La Déesse nous offre le désir sexuel comme une porte vers la création. Avec lui, les créations comme les enfants, la nourriture, l’art et la beauté nourrissent notre corps et notre âme. L’amour de la création elle-même est aussi érotique. La psychologue Jean Shinoda Bolen décrit l’histoire d’amour entre l’artiste et son œuvre comme « la conscience d’Aphrodite », une chaleur érotique qui infuse tant dans le créateur que dans le créé. Dans « The Art of Sexual Magic », Margot Anand insiste sur le fait que toute vie est reliée par un champ d’énergie érotique.
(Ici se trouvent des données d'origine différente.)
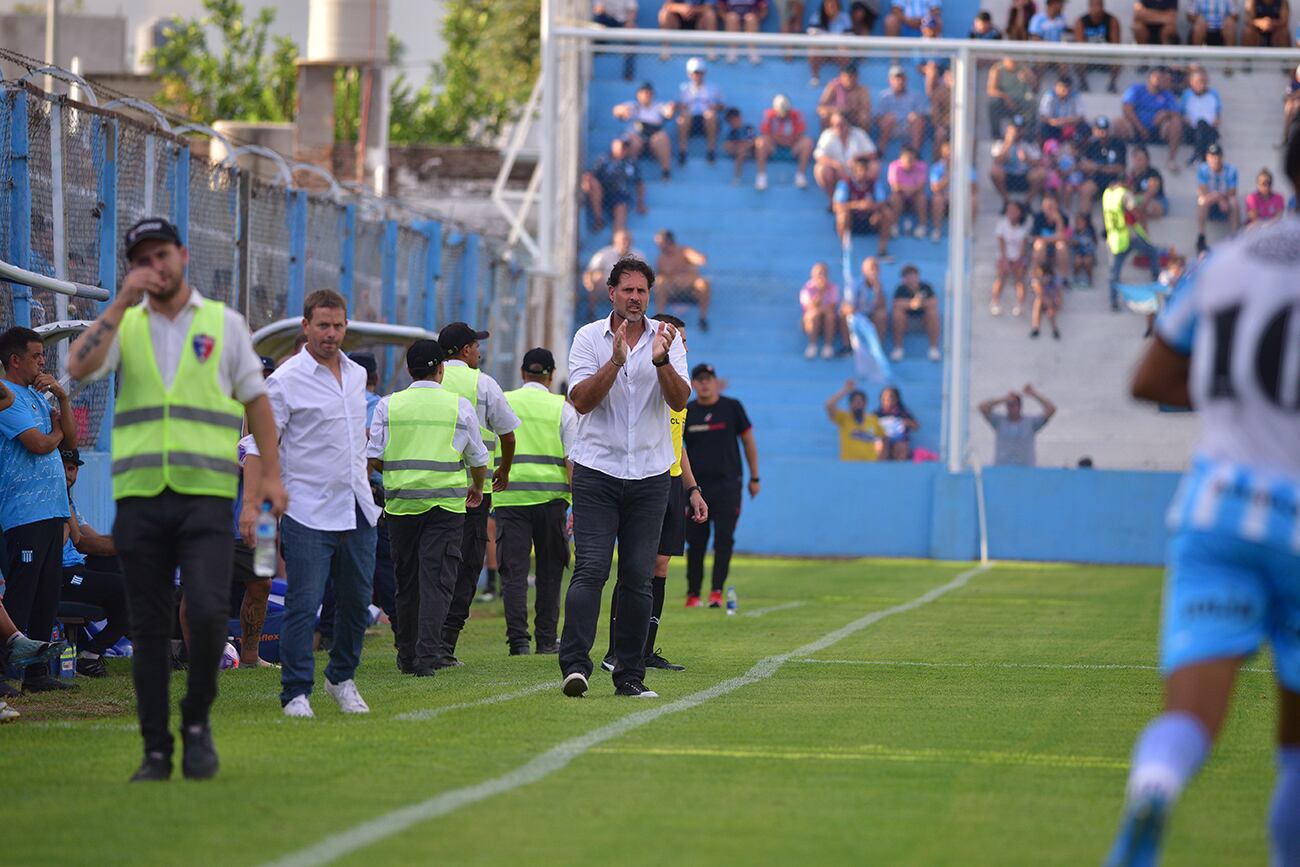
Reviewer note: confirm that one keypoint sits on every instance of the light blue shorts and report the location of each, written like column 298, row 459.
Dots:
column 1223, row 597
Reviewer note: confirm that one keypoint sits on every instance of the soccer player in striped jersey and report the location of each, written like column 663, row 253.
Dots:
column 1229, row 345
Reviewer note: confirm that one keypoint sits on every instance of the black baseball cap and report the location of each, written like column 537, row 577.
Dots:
column 151, row 229
column 424, row 356
column 458, row 336
column 538, row 362
column 702, row 371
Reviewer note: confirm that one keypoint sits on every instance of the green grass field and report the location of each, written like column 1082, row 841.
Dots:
column 989, row 725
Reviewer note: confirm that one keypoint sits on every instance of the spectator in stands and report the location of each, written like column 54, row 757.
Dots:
column 915, row 302
column 901, row 112
column 1268, row 24
column 679, row 278
column 1047, row 285
column 91, row 576
column 1060, row 112
column 739, row 141
column 1014, row 432
column 1010, row 92
column 849, row 96
column 897, row 424
column 1264, row 204
column 1156, row 21
column 1104, row 159
column 861, row 203
column 1013, row 245
column 1213, row 22
column 836, row 150
column 1216, row 194
column 908, row 178
column 648, row 118
column 867, row 298
column 1015, row 163
column 783, row 137
column 1201, row 109
column 1099, row 27
column 819, row 299
column 598, row 269
column 698, row 112
column 611, row 185
column 905, row 17
column 861, row 434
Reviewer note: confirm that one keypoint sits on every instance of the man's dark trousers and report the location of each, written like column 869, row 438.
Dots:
column 155, row 536
column 427, row 555
column 473, row 547
column 540, row 529
column 609, row 508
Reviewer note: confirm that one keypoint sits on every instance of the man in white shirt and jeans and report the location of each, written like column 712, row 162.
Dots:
column 317, row 398
column 624, row 377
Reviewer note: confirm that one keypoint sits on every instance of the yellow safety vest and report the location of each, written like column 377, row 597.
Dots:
column 421, row 468
column 186, row 437
column 538, row 473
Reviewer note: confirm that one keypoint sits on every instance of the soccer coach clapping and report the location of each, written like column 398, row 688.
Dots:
column 625, row 373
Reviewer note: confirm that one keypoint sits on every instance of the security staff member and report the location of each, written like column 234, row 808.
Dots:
column 497, row 423
column 531, row 512
column 186, row 375
column 421, row 439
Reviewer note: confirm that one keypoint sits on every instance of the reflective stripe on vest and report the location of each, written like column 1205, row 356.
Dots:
column 183, row 438
column 421, row 467
column 538, row 472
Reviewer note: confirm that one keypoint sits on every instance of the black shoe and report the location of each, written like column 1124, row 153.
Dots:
column 156, row 767
column 655, row 660
column 200, row 755
column 87, row 667
column 635, row 689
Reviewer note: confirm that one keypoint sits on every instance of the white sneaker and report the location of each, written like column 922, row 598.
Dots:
column 299, row 707
column 349, row 699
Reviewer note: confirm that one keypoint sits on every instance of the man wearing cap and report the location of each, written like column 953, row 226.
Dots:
column 497, row 423
column 625, row 377
column 186, row 375
column 423, row 438
column 531, row 512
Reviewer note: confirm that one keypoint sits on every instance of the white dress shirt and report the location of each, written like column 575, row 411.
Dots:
column 568, row 420
column 239, row 371
column 627, row 434
column 321, row 427
column 467, row 439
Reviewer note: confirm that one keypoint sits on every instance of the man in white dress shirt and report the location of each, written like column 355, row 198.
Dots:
column 317, row 398
column 624, row 377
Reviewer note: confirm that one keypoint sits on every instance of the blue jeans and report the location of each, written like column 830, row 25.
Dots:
column 312, row 556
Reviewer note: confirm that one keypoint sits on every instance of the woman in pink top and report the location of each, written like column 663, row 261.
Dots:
column 819, row 299
column 908, row 177
column 1264, row 203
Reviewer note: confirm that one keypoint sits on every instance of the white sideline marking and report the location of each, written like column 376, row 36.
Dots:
column 784, row 606
column 365, row 833
column 1048, row 666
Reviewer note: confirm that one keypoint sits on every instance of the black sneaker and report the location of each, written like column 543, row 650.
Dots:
column 156, row 767
column 635, row 689
column 655, row 660
column 200, row 754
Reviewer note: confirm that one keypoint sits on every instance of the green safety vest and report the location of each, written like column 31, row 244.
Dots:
column 421, row 468
column 464, row 381
column 186, row 437
column 538, row 473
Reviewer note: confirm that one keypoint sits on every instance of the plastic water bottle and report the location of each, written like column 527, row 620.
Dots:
column 264, row 555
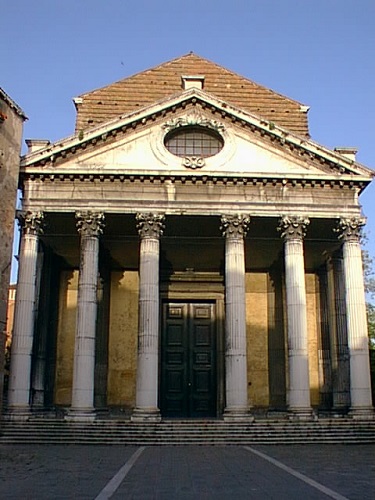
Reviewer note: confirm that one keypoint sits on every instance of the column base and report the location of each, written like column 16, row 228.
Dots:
column 21, row 413
column 238, row 415
column 80, row 415
column 144, row 415
column 301, row 414
column 366, row 413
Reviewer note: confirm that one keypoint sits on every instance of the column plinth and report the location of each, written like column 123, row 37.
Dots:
column 349, row 231
column 150, row 228
column 24, row 317
column 90, row 226
column 293, row 231
column 234, row 230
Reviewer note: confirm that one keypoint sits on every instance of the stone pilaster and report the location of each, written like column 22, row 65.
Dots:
column 24, row 316
column 349, row 231
column 90, row 226
column 150, row 228
column 293, row 230
column 234, row 230
column 338, row 334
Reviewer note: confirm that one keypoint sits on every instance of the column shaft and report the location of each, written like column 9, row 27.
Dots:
column 82, row 407
column 24, row 316
column 338, row 335
column 237, row 407
column 360, row 381
column 299, row 385
column 150, row 228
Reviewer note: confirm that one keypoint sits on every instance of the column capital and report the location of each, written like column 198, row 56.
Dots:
column 349, row 229
column 90, row 223
column 293, row 227
column 31, row 222
column 150, row 225
column 234, row 226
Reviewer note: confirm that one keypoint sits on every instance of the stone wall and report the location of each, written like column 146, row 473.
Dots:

Si nous comprenons que les plantes, les animaux, les pierres, tous les êtres, ne sont pas seulement sacrés, mais sexuels, l’engagement entre nous-mêmes, les humains et le reste de la toile cosmique se renforce.

L’énergie sexuelle peut être canalisée consciemment dans des buts magiques; s’il vous plaît, utilisez seulement ce qui vous semble naturel et sûr. C’est mieux d’essayer la magie sexuelle de manière solitaire ou alors avec un partenaire en qui en a confiance.

  • Le rituel sexuel

Soyez sûre d’être dans un espace où vous pouvez bouger, avec un endroit confortable pour vous allonger, et d’avoir toute l’intimité dont vous avez besoin. La musique qui invoque la sensualité et les vêtements qui vous rendent attirante sont des aides utiles.Vous pouvez commencer par former un cercle et/ou invoquer les quatre éléments.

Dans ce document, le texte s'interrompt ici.